Aug 24: "Ethnic cleansing in Sudan - Help the African Union protect Darfur's people" report by David Mozersky, analyst with the International Crisis Group, an independent conflict-prevention group: "The African Union is on the right track in Sudan. If it can maintain the robust support of the wider international community, there is a chance that the largest country in Africa can take a significant step toward a comprehensive peace."

Aug 25: The Daily Star Editorial -- "Ending Darfur's suffering may prevent other such crimes" -- "A moment of reckoning approaches in the Darfur crisis in western Sudan, with the UN Security Council's August 30 deadline to review Sudanese government compliance with the council's recent resolution. The Darfur situation is a test for the Sudanese government, but also for the international community's ability to deal with gross human rights abuses such as those that have occurred in Darfur. The track record on both counts is mixed, but may also contain some useful lessons for the future.

Keeping up the pressure on Khartoum, though, seems a necessary ingredient in the mix of measures that aim to resolve this tragic situation. It is important for the world to succeed in stopping the atrocities and suffering in Darfur, in order to reduce the chances of similar situations emerging in other countries. The August 30 review should be tough, fair and swift, demanding full compliance by all parties while ensuring that progress to that end occurs at a steady pace."

Aug 24 Reuters report excerpts:

About a million refugees who fled their homes will return in security within three to four months if a shaky truce holds in Sudan's western conflict zone of Darfur, the head of Sudan's ruling party said on Tuesday. Ibrahim Ahmed Omar also said peace talks to solve a Darfur rebellion could involve a form of autonomy for the remote region, similar to an agreement that hopes to end more than two decades of civil war in the south of Africa's largest country. "If the (April) ceasefire continues and the rebel and the government reach an agreement, this won't take more than three to four months in order for people to go back to their villages and reside," he told Reuters in an interview.

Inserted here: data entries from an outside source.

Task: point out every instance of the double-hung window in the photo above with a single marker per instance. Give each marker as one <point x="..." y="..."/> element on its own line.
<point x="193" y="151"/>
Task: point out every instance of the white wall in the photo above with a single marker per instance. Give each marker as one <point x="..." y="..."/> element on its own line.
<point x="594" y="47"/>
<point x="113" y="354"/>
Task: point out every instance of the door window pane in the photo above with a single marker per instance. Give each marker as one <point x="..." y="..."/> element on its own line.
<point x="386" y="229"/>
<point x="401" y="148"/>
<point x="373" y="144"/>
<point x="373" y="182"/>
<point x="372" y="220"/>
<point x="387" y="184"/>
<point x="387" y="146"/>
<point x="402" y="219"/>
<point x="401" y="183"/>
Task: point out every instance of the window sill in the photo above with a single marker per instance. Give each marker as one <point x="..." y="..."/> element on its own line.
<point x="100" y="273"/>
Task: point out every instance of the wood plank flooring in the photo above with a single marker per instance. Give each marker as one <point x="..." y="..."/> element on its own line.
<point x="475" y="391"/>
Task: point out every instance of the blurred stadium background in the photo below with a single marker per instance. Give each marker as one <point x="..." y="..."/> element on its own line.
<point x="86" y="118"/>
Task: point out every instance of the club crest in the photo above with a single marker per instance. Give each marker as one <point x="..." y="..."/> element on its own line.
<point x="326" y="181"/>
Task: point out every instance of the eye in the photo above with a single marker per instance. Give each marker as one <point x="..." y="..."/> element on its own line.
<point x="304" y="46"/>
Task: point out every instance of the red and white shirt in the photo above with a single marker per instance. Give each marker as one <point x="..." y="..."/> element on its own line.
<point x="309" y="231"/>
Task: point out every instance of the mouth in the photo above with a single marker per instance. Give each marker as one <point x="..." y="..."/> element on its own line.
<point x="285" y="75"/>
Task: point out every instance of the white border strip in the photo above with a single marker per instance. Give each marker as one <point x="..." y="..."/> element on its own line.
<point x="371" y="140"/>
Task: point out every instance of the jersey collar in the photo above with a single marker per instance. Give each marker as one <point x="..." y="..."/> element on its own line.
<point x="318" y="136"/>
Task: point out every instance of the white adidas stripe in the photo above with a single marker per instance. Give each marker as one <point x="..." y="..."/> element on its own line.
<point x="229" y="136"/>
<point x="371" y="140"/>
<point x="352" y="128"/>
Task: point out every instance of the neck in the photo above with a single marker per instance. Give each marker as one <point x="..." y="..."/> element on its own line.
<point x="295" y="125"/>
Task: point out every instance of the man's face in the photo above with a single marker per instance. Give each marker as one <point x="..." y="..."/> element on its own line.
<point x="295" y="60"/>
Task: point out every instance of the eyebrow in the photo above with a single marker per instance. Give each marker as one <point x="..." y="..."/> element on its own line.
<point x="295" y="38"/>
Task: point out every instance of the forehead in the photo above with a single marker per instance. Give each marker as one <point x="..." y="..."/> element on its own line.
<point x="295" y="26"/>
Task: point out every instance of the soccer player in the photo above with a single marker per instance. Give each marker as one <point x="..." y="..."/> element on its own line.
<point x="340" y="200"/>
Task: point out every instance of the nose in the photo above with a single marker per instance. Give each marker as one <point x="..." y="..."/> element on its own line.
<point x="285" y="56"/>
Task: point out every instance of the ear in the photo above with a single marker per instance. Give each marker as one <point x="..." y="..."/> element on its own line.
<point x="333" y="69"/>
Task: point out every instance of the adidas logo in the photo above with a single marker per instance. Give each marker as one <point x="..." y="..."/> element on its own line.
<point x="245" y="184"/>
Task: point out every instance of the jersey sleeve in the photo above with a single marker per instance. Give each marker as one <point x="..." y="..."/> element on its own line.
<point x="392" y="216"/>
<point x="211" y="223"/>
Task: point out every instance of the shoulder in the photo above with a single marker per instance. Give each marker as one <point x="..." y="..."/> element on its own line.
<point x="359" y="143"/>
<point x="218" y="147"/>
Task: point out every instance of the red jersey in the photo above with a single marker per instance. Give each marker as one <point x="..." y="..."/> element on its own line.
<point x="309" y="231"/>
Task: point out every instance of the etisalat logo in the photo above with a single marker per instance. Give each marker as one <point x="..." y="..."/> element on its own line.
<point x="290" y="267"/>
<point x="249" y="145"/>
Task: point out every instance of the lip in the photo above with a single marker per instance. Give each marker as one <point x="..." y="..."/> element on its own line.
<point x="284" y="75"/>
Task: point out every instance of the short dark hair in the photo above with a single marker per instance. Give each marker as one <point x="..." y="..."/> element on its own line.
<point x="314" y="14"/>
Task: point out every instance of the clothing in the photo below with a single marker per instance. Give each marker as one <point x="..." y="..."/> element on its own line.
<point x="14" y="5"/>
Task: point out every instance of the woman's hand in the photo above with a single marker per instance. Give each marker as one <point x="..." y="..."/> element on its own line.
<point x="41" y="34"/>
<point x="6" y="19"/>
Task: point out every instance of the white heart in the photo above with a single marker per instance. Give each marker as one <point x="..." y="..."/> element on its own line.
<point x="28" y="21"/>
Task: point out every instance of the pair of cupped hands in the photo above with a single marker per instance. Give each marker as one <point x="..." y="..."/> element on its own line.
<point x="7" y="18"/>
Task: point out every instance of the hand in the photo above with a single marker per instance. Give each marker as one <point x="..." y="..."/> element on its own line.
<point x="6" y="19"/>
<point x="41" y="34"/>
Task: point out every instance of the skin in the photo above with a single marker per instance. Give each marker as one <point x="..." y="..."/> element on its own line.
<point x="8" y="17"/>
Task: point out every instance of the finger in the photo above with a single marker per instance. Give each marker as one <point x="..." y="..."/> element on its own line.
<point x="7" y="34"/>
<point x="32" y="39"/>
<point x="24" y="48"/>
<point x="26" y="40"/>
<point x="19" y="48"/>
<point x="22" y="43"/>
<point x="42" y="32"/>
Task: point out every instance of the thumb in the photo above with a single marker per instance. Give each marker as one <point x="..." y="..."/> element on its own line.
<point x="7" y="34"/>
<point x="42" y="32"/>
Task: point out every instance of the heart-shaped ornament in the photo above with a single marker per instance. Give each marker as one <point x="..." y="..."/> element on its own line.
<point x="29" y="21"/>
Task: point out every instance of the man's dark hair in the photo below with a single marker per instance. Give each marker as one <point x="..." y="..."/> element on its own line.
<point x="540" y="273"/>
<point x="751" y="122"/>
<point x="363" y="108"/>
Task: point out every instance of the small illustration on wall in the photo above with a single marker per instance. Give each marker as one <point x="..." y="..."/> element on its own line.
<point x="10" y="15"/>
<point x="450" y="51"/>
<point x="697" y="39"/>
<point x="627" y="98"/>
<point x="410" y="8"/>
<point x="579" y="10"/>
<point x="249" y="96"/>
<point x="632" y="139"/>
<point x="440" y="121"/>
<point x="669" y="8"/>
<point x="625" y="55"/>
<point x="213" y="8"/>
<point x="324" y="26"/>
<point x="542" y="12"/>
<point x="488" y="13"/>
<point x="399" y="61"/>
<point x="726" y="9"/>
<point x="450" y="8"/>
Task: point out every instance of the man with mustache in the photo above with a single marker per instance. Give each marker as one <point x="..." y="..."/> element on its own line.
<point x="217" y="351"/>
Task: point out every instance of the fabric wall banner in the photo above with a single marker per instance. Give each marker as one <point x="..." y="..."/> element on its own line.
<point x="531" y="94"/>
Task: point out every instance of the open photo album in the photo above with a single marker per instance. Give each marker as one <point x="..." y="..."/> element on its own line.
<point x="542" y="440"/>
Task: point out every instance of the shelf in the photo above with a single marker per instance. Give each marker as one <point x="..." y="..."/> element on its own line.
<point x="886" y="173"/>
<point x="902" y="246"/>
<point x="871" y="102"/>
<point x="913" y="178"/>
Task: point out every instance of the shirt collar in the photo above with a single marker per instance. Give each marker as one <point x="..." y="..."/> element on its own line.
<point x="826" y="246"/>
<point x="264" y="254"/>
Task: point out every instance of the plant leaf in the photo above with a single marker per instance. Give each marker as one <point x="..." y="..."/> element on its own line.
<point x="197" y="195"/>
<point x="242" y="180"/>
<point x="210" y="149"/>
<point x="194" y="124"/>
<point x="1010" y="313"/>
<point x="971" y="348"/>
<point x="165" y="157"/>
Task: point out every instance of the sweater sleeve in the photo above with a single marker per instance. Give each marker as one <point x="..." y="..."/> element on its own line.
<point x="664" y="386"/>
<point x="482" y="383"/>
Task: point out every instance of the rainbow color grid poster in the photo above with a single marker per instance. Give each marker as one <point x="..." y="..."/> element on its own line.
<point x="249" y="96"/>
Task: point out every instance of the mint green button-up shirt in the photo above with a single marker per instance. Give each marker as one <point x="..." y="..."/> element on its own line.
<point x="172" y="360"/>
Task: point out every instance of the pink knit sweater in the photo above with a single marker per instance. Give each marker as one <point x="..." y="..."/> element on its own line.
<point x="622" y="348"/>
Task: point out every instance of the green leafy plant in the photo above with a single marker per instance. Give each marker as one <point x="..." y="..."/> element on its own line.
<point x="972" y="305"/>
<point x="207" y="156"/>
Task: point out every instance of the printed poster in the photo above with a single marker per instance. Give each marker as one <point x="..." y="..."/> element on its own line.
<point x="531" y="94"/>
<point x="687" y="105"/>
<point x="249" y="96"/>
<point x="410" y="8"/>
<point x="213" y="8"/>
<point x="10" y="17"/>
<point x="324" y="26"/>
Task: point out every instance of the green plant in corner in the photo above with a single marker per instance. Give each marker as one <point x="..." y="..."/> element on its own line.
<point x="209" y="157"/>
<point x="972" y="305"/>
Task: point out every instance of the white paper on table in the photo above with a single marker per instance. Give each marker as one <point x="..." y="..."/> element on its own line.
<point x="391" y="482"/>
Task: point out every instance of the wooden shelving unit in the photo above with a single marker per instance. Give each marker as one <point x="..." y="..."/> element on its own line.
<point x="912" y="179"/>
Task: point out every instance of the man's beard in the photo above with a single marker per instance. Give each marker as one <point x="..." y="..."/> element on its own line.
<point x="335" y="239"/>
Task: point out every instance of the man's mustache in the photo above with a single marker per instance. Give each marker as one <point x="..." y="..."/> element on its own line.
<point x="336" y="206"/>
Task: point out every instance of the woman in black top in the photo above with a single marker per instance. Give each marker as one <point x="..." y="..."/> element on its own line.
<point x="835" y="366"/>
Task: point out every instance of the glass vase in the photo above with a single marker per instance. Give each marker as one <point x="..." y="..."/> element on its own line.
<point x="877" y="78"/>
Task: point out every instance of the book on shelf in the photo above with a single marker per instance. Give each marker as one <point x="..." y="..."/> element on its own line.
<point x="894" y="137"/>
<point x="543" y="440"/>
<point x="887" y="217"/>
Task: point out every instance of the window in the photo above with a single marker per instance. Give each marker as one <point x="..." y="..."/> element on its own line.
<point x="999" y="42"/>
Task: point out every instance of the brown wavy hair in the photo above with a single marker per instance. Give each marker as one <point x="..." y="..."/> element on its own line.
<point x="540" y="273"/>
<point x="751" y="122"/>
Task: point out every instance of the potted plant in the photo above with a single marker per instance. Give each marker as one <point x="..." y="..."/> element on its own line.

Omar also rejected a U.S. list of the most wanted Janjaweed leaders, top of which is Moussa Hilal, saying outside parties had to differentiate between Arab tribal leaders in Darfur and Janjaweed. Otherwise, he said, civil war would erupt in Darfur. "If the Janjaweed is taken to mean Arab leaders in Darfur this will lead to a civil war," he said. "The Janjaweed are bandits and gangs and the category of Janjaweed does not include Moussa Hilal. He is a tribal leader."

Omar also said that political talks in the Egyptian capital Cairo with an umbrella group of opposition parties, which started on Tuesday, would discuss reconciliation and political representation after a peace deal. Sudan's ruling National Congress party dominates parliament. "Hopefully the Abuja and Egypt conferences will deliver that which will enable (negotiators to) go back to Naivasha as soon as possible," he said of the stalled southern peace talks.